Choque corporativo

A política econômica do governo revela inquietantes rugas numa superfície que se julgava a salvo de quaisquer atropelos. Contudo, até os menos familiarizados com a variedade de matizes que entram na composição de um organismo corporativo como o aparelho de Estado, por exemplo, compreendem que é impossível manter o equilíbrio desejável, por todo o tempo, entre convicções não raro antitéticas.
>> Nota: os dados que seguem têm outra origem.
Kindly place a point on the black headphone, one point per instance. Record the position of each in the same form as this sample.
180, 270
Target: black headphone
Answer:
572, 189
Destarte, o ministro Guido Mantega não pôde contornar o desígnio de substituir o secretário de Política Econômica do Ministério da Fazenda, Júlio Sérgio Gomes de Almeida, nomeando para ocupar o posto o até então secretário-executivo, Bernardo Appy. Para essa vaga, Mantega recrutou o técnico federal de carreira Nelson Machado, ex-ministro da Previdência Social, a quem o presidente Luiz Inácio Lula da Silva rasgara elogios no recente improviso pronunciado na cerimônia de posse dos novos ministros.

O motivo da saída de Almeida não foi outro senão as pesadas críticas que fizera em entrevista a O Estado de S. Paulo à política do Banco Central, sobretudo aos juros altos e suas conseqüências na apreciação do real frente ao dólar norte-americano. A entrevista foi publicada na edição da última terça-feira, mas, de acordo com a versão de Mantega, o ex-secretário lhe entregara o pedido de exoneração na noite anterior.

É provável que o ex-secretário tivesse ciência do mal-estar que a entrevista causaria à equipe econômica e, por esse motivo, antecipou o pedido de desligamento do governo. Essa, porém, poderá ter sido a versão para o público externo, havendo os que prefiram acreditar que ao ministro da Fazenda não restou alternativa senão a exoneração do auxiliar.

Na nota referente à exoneração, politicamente correta, o ministro Guido Mantega se esmerou em respeitar opiniões pessoais, exaltando os ?relevantes serviços prestados por Gomes de Almeida?. Dentre eles, ao que parece, não houve espaço para sua declarada aversão à política de juros altos e valorização cambial, instrumentos que a seu juízo estão contribuindo para transformar ?a indústria em pó?.

O ex-secretário citou textualmente as indústrias de vestuário e calçados, que juntas já demitiram 350 mil trabalhadores.